UCSB Reads 2019: “The Best We Could Do,” an Illustrated Memoir by Thi Bui

Image Courtesy of UCSB Arts & Lectures

Minh Hua
Campus Beat Reporter

Thi Bui, author of the 2019 UCSB Reads book “The Best We Could Do,” visited Campbell Hall last Thursday, April 25, to talk about her memoir and to interact with UCSB students, faculty, and fans.

Speaking on her motivations and writing process behind the memoir, Bui weaved a compelling narrative about her family’s immigrant experience to address the common issues facing Vietnamese immigrants.

According to the UCSB Library website, UCSB Reads started in 2007 with the intention of bringing “the campus and Santa Barbara communities together to read a common book that explores important issues of our time.”

This year’s book “The Best We Could Dowas the first graphic narrative to be selected, chronicling generations of Bui’s family history in Vietnam, including her birth during the final months of the Vietnam War and her parents’ escape to, as well as their early years in, the United States.

Campbell Hall was completely packed when the lecture started at around 7:35 p.m. with Gauchos (current and alumni), faculty, and members of the Santa Barbara community waiting for Bui’s talk.

According to University Librarian Kristin Antelman who opened the event, Bui was born three months before the end of the Vietnam war in 1975 and emigrated from Vietnam in 1978 as part of the boat people, refugees who fled Vietnam by boat and ship following the end of the Vietnam War. Offering praise for “The Best We Could Do,” Antelman commented on the book’s exploration of the power of origin stories and alternative forms of memoir writing.

After a brief introduction from Antelman, Bui took to the stage amidst waves of applause from the audience. “I just want to say thank you so much for coming here tonight,” said Bui, “and I’m sorry if my book was required reading for one of your classes.”

The first half of Bui’s talk was a live reading of her book. As a former high school teacher for 10 years in New York and Oakland, “participation was highly important” to Bui. Consequently, a few Gauchos, some alumni, and a little girl in the audience stood in as voices for the book’s characters, helping Bui bring to life her family’s harrowing journey to the United States.
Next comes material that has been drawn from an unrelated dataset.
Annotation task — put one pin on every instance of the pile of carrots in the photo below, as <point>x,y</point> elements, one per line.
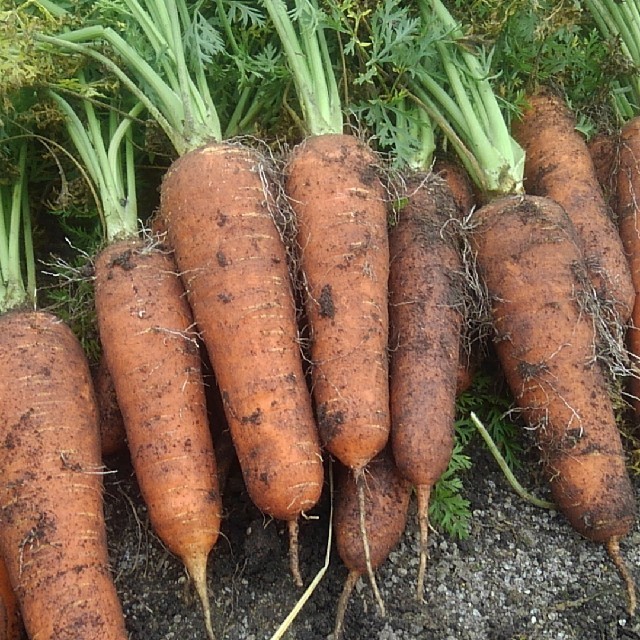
<point>330,293</point>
After 40 minutes of reading, Bui shifted her lecture to a Q&A section, taking questions from 10 or so audience members. The first audience member asked Bui her motivation on choosing a comic book narrative.

Bui’s background in art played a key factor. “I nearly flunked out of my MFA sculpture program … I went back to drawing with comics because I wanted to tell a story,” said Bui.

“Not everybody can afford an expensive sculpture but almost everyone can afford a book,” continued Bui.

According to Bui, although the book takes an average of two hours to read, its completion took 12 years of hard work, careful consideration, and learning.

Next, an audience member reflected on how Bui’s portrayal of her stressed relationship with her father in the book reflected their own relationship with their father.

“Working on the book was a form of therapy for both of us,” said Bui. “Mental health is an issue for the Asian American community but it isn’t talked about; it is considered shameful to have a doctor for your mind. As a result, we did our own therapy by talking to each other.” Since “The Best We Could Dois a memoir, the bulk of the narrative relied on Bui’s interviews with her parents.

In response to her motivation for tackling the 12-year-long project, Bui said that she wanted to correct misrepresentations of Viet people during the Vietnam war. For example, she referenced growing up with movies  like Full Metal Jacket, a film that follows a platoon of U.S. Marines from their training to them fighting in the Vietnam War, where the only Vietnamese character in the movie was a prostitute.

“This book is my revenge,” said Bui.

In addition, addressing an audience member’s concern that the younger generation is losing touch with their Vietnamese culture, Bui offered, “The younger generation is not missing anything — they are the custodians of Vietnamese culture. Whether or not they can speak Vietnamese does not matter because they are carrying on the Vietnamese tradition in their DNA.”

After the conclusion of the Q&A section, audience members got a chance to meet Bui up close and have her sign their books. Currently, Bui is engaged in “Nowhereland,her next graphic novel narrative about Southeast Asian Americans and the United States’ deportation regime.